The Dublin Port Company has been urged to make better use of the 888 acres of land it controls rather than pursuing controversial plans to infill a further 52 acres of Dublin Bay.
Dublin Bay Watch, a voluntary group set up to protect what remains of the bay, claims the proposed eastward extension of the port would destroy an area of considerable value as a water amenity and wildlife habitat.
In a detailed submission, the group accuses the port company - chaired by the Taoiseach's associate, Mr Joe Burke - of paying no more than lip-service to the "excellent" plans by Dublin City Council to develop the amenities of the inner bay.
"On any given day, the Clontarf seafront, Bull Wall, Dollymount beach and the Royal Dublin golf course attract thousands of people to what, apart from Howth, is the only seafront amenity in the north-east of Dublin," according to Dublin Bay Watch.
If the port company was permitted to go ahead with the proposed infill, it would increase the industrialisation of the bay, with "warehouses, cranes, lights and the stacking of containers" destroying the natural amenity and vista of the inner bay, the group says.
After an "outcry" over earlier plans for the 52-acre infill, the group said the port company had promised local residents that the north shore of previous "ad-hoc" additions to the port estate would be landscaped, but less than half the area had actually been planted.
The company's latest plan follows the withdrawal of a 1999 application after the Minister for the Marine, Mr Fahey, made it clear that he would not consider it because the accompanying environmental impact statement was seriously flawed.
The plan has been reactivated, with a revised EIS, on the basis that additional land is needed to cater for expansion. Even the present throughput of the port, at 21 million tonnes, is well ahead of projected levels and way beyond what it can cope with.
But Dublin Bay Watch maintains that any major expansion of the port would run counter to national policy of spreading development to other areas, as well as exacerbating congestion caused by 8,000 heavy-goods vehicles making their way through the city.
In March of last year, it notes, Mr Fahey announced the establishment of a task force on transport logistics for the commercial sea ports with a mandate to explore opportunities for the diversion of trade to less-congested ports.
Though Dublin Port handles nearly half the throughput of 43 million tonnes nationally, a KPMG study found that 38 per cent of its ro-ro (roll-on, roll-off) traffic in imports and 54 per cent of ro-ro exports are destined for or originate in the Dublin area.

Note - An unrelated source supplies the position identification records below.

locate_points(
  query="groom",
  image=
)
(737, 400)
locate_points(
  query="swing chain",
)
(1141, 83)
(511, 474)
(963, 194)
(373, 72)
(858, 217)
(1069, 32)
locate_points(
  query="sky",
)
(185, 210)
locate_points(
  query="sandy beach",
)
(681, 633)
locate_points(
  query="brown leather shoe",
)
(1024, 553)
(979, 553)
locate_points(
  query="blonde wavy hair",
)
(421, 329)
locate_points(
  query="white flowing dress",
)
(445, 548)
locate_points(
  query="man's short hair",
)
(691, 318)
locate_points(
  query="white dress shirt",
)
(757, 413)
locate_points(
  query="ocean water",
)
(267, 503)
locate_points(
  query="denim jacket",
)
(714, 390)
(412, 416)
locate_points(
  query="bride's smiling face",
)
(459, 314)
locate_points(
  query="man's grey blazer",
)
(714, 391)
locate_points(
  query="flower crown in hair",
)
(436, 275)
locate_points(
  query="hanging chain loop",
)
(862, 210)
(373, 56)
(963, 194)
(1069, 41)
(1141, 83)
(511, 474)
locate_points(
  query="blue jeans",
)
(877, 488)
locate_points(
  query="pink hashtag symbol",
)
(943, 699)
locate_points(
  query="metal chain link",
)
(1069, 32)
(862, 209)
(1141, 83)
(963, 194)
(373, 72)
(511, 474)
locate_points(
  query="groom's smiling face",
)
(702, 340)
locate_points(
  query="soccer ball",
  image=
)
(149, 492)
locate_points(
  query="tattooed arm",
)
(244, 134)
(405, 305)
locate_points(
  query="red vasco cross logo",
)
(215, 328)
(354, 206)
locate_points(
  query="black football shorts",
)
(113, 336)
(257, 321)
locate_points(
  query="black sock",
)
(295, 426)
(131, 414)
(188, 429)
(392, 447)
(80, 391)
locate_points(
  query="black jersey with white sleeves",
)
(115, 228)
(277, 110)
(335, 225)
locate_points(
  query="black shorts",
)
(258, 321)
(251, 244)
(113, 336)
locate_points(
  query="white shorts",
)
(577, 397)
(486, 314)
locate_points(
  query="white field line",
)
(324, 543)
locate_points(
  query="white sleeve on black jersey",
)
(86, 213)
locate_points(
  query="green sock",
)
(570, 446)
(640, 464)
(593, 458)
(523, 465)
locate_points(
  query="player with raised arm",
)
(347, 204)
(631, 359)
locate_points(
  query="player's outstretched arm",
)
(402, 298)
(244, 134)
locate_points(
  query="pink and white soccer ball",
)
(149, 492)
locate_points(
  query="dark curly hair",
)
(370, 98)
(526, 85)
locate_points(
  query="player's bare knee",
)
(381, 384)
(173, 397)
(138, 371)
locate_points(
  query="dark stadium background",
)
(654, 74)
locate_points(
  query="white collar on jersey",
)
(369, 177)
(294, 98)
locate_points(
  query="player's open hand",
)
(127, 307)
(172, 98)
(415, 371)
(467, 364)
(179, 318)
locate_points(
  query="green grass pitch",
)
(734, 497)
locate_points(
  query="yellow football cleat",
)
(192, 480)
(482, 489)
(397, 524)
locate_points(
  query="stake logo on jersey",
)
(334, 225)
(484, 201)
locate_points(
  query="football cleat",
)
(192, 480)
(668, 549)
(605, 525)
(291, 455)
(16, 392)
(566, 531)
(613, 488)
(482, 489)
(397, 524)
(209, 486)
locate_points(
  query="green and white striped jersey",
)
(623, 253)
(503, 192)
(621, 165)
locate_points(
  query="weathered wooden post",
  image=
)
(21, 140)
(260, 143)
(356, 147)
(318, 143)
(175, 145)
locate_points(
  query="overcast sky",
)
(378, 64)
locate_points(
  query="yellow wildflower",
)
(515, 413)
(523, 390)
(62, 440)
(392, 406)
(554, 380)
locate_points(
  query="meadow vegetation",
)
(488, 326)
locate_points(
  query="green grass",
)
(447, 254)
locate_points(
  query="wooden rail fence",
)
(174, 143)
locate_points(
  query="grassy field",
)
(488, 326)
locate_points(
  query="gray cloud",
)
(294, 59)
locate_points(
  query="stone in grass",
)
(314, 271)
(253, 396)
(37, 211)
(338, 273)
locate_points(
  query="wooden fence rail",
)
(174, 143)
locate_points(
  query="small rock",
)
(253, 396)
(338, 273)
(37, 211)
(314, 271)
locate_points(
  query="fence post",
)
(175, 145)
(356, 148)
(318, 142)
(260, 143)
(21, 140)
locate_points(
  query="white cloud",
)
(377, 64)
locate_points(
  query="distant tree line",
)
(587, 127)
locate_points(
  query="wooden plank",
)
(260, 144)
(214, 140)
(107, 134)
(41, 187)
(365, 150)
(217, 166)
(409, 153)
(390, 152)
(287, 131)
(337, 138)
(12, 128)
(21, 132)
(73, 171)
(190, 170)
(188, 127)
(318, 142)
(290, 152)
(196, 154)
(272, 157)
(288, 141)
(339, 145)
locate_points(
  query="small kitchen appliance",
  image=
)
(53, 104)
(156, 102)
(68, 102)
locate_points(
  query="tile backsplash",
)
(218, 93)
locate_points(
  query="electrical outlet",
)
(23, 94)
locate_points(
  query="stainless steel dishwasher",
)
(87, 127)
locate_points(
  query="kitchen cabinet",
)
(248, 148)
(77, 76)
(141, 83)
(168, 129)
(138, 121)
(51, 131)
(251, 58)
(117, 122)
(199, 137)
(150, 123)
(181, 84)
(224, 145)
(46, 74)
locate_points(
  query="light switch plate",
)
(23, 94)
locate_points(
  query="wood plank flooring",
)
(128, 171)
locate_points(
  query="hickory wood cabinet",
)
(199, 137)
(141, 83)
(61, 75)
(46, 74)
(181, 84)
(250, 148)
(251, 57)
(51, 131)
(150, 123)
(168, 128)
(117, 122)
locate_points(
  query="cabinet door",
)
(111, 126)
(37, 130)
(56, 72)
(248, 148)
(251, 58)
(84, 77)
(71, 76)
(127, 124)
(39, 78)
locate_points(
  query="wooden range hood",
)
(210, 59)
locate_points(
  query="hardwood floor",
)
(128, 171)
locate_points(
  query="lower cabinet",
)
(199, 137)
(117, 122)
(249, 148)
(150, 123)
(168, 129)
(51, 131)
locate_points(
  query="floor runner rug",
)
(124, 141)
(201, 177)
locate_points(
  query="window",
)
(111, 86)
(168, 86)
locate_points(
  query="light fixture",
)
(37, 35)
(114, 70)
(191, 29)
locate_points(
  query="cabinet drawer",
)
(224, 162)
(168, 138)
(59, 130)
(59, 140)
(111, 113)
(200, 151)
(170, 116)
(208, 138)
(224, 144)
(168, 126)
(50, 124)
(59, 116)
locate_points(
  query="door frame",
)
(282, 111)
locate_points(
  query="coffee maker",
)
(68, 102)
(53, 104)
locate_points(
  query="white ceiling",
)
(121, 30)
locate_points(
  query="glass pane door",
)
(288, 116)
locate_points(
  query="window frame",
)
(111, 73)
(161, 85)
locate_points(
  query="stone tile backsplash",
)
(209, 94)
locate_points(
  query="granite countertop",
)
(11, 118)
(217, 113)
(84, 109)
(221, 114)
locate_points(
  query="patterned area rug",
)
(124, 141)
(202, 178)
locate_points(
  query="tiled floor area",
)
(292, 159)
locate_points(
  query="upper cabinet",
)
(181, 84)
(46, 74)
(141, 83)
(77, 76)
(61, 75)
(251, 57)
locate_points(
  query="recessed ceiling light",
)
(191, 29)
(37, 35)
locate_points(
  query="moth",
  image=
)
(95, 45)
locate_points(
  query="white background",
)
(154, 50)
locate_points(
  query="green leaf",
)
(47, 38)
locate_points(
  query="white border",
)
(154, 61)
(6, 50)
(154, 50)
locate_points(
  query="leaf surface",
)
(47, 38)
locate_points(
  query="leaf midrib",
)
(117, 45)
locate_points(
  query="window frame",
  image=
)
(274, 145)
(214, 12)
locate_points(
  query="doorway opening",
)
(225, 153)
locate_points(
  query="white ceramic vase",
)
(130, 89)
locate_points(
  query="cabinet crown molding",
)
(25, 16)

These figures showed that a considerable volume of trade could be diverted to other ports, according to Dublin Bay Watch.
Indeed, the port's chief executive, Mr Enda Connellan, had suggested that much of the bulk trade - in timber, for example - could be relocated.
The group also endorsed Mr Connellan's approval of the idea of relocating the port's petroleum tank farm to a site on the M50, with pipeline links to the port. The existing tank farm occupies an aggregate area of more than 100 acres.
"A great deal of the land in the port used solely for storage could then be freed up - roughly double the acreage of the proposed infill scheme," according to Dublin Bay Watch, which maintains that a further 40 acres of port land is derelict or under-used.
"Our contention is that with a slowdown in the economy, the construction of the Dublin Port Tunnel and a better use of its existing resources, the port company could further enhance its capacity from within," its submission says.
It also questions the redrawing by Dúchas, the Heritage Service, of a Special Protection Area for Birds excluding the proposed infill after meetings with the port company in 1999 - a matter now being investigated by the European Commission.